A little trick is to write with the opposite hand: That is, if you are left-handed, write with your right and if you are right-handed, use your left. In this way you will let your inner child express itself better because you will be activating an area of the brain that you do not usually use, which can allow you to access your subconscious.
5. Treat yourself with kindness
The often frustrated primary needs of a child seeking love, acceptance, protection, and understanding remain the same in adulthood as they were in childhood. However, if you ignore them and continue to treat yourself as harshly as your parents or other adults, you will not be able to heal the wounds of your inner child.
Therefore, it is important that you treat yourself with kindness, compassion and love. In fact, self-empathy has been shown to reduce anxiety, stress, and depression. You need to stop judging yourself too harshly, berating yourself for everything, or constantly punishing yourself. Those attitudes don’t help your inner child feel better.
Instead, you should tell yourself more often what you would have liked to hear as a child: “I’m here for you.” “I love you”. “With me you are safe”… It may seem a bit silly, but these words of reassurance and validation can bring you a lot of comfort and inner peace.
6. Remember the happy moments of your childhood
When balanced, your inner child also has enormous potential. In fact, it can be a source of comfort in difficult times. For that reason, when you feel overwhelmed, anguished or stressed by a situation, you can activate it by returning to those happy, safe and calm memories.
Those memories will also serve to reinforce the healing power of your inner child since it will not focus only on negative events. You can remember that great trip that made you so happy, the comforting hug from your mother or grandfather, or the feeling of pride when you reached a goal.

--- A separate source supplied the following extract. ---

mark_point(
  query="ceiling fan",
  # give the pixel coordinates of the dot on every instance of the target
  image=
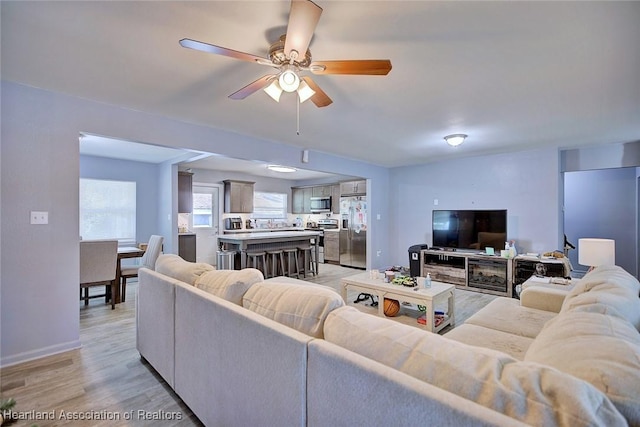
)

Spend a few minutes remembering how you felt trying to recreate those sights, sounds, smells, and sensations. Pay attention to how your body reacts to experiencing that feeling of security, fulfillment and happiness again. If you can’t remember a happy moment, it can also be effective to imagine one. What would you have liked to experience? Take your inner child by the hand and experience it together.
7. Enjoy playing again
Your inner child is an inexhaustible source of creativity, imagination, spontaneity and joie de vivre. However, adulthood may have taken many of those things away from you. To recover them, you just have to reconnect with that part of you that you have neglected.
A simple strategy, as far-fetched as it may seem, is to go back to doing what you loved as a child. Get out the coloring books, play with play dough, write a story, run barefoot through the grass again, or reread your old comics.
Playful activities are just as important in adulthood as they are in childhood. Not only will they bring you joy, but they will also help you to disconnect, explore your most creative side and, above all, immerse yourself in an activity without any objective, just for the pleasure it brings in itself, just like when you were a child.
You will realize that your inner child is healing when you feel better about yourself. When you rediscover spontaneity and joy. When you are able to tune in to your needs. Manage your emotions better and treat yourself with kindness and respect. Healing your inner child can be a long process, especially if you have neglected it for many years. But remember that sometimes, to heal, all it takes is feeling heard and taken into account. Recognize and accept that part of you that makes you more vulnerable but is also more authentic, full of illusions and dreams.
Sources:
Neff, K. D. (2023) Self-Compassion: Theory, Method, Research, and Intervention Kristin D. Neff. Annu Rev Psychol; 18;74: 193-218.
Carr, S. & Hancock, S. (2016) Healing the inner child through portrait therapy: Illness, identity and childhood trauma. International Journal of Art Therapy; 22(1): 8-21.
Ren, C. (1991) Healing the Wounded, Neglected Inner Child of the Past. Nursing Clinics of North America; 26(3): 745-755.